Dear EarthTalk: Are there certain brands or retail stores where sustainable furniture options can be had? And what should I look for when shopping for greener furniture? -- W. Cary, Trenton, N.J.
While we now opt often for greener cars, appliances, household cleaners and food to up the sustainability quotient of our lifestyles, the furniture we spend all day and night in close contact with is often far from eco-friendly.
The vast majority of sofas, chairs, beds and other upholstered furniture we love to lounge on contain potentially carcinogenic formaldehyde and/or toxic flame retardants and stain resistors that have been linked to developmental and hormonal maladies.
And much of the wood used in desks, chairs, tables and the like (as well as in the frames of upholstered furniture) comes from unsustainably harvested lumber, which contributes to the deforestation of tropical rainforests.
But today, thanks to increased consumer awareness and demand, there are more green choices in furniture available than ever before.

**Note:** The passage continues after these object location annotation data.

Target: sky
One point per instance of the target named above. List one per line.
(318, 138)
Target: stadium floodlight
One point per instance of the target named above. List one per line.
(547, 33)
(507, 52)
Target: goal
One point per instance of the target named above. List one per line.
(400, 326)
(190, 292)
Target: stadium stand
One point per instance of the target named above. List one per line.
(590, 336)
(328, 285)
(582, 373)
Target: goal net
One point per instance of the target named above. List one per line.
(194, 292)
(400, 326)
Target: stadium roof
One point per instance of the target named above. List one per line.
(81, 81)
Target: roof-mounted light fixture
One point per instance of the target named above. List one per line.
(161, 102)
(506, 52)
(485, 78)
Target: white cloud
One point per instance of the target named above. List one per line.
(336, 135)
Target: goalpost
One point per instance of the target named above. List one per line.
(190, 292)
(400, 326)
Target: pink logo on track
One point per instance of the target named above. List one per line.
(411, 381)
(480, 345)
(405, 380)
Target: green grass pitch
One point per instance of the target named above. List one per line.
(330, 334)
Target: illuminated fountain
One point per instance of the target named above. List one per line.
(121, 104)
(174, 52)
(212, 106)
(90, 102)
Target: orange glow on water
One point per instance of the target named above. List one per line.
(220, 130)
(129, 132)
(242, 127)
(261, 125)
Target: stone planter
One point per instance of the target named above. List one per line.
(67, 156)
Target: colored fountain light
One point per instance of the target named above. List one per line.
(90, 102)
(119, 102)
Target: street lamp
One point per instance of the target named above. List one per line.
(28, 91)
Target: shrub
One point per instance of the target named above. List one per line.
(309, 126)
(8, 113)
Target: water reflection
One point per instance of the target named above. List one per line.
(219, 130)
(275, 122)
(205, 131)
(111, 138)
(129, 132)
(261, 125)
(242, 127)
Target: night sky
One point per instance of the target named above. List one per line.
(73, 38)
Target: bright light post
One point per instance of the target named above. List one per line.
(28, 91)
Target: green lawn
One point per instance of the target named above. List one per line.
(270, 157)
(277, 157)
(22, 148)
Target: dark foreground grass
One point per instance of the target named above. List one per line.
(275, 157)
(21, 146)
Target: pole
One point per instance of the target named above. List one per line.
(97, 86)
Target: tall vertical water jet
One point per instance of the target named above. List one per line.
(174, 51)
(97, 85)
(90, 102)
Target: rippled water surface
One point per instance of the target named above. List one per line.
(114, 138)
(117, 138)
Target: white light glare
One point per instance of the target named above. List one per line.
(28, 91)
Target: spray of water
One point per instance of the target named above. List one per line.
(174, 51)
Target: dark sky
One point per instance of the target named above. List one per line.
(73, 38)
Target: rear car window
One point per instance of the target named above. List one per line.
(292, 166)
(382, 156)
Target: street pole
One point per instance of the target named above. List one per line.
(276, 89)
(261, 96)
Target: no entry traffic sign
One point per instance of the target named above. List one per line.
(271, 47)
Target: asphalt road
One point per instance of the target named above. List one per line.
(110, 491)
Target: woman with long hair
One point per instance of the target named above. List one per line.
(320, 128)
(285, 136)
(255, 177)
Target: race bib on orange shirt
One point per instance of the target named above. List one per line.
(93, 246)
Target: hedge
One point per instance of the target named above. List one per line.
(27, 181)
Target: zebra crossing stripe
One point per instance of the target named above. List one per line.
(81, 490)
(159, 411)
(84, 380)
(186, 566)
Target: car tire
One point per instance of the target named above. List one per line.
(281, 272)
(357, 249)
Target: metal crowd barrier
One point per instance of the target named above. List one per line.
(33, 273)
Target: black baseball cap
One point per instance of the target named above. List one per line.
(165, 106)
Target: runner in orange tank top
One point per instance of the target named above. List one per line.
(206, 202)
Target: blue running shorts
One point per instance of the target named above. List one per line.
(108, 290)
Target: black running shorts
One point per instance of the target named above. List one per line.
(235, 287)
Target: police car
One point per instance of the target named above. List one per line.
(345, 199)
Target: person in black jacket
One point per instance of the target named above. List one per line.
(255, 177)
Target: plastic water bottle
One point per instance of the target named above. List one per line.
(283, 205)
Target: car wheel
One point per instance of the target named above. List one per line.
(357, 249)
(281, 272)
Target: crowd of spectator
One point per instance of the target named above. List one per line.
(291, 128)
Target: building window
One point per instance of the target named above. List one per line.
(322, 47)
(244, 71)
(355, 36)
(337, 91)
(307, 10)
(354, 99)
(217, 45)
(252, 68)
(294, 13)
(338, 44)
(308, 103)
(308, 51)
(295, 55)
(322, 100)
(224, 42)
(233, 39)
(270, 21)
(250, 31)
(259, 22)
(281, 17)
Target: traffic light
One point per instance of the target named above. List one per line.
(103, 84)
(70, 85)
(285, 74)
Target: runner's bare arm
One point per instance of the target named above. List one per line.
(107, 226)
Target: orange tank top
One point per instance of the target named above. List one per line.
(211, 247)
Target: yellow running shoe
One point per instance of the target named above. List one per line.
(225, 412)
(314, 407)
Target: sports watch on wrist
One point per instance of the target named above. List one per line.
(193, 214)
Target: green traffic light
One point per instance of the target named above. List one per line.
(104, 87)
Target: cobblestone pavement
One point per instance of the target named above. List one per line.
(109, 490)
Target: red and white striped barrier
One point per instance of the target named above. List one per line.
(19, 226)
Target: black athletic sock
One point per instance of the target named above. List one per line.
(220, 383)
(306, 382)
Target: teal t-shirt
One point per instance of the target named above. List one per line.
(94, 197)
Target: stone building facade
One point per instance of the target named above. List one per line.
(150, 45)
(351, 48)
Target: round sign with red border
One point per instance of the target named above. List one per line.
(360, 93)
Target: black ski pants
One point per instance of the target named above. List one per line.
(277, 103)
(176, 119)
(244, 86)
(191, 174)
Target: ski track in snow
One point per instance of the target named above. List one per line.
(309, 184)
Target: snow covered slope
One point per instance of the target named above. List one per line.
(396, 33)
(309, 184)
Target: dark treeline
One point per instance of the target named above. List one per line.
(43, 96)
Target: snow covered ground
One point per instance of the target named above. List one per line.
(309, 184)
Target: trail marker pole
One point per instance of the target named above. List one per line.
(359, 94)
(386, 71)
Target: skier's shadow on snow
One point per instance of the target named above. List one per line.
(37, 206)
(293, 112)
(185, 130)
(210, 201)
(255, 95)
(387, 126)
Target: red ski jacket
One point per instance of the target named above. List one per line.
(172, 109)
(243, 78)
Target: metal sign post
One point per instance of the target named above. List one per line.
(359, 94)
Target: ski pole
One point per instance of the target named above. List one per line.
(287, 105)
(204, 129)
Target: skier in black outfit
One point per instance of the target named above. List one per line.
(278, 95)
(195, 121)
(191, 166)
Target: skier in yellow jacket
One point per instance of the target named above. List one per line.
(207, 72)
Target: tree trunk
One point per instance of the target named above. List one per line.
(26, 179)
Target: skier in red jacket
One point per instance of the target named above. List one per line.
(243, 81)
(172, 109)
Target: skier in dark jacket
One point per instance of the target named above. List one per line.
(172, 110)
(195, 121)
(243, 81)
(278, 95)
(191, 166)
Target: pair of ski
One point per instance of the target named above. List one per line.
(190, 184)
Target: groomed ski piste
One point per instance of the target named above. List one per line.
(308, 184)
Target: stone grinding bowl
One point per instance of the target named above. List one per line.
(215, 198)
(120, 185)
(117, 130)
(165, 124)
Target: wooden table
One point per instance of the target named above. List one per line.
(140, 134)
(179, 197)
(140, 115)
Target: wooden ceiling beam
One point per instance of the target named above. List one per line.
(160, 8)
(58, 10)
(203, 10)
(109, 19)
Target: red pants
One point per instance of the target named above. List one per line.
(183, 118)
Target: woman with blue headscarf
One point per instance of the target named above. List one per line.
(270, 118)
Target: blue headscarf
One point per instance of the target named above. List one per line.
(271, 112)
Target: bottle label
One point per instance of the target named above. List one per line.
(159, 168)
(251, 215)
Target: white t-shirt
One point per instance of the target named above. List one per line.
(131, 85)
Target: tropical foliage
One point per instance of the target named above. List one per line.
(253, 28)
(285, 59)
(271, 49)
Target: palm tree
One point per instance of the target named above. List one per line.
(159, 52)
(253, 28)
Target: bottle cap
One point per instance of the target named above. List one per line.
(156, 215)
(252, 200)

A good place to start the search for that perfect couch or chair is the website of the Sustainable Furniture Council, a nonprofit formed in 2006 to help develop solid standards and certification processes within the home furnishings industry. The organization has become a leading information source and network of some 400 green furniture makers and related retailers, suppliers and designers as well as other nonprofits.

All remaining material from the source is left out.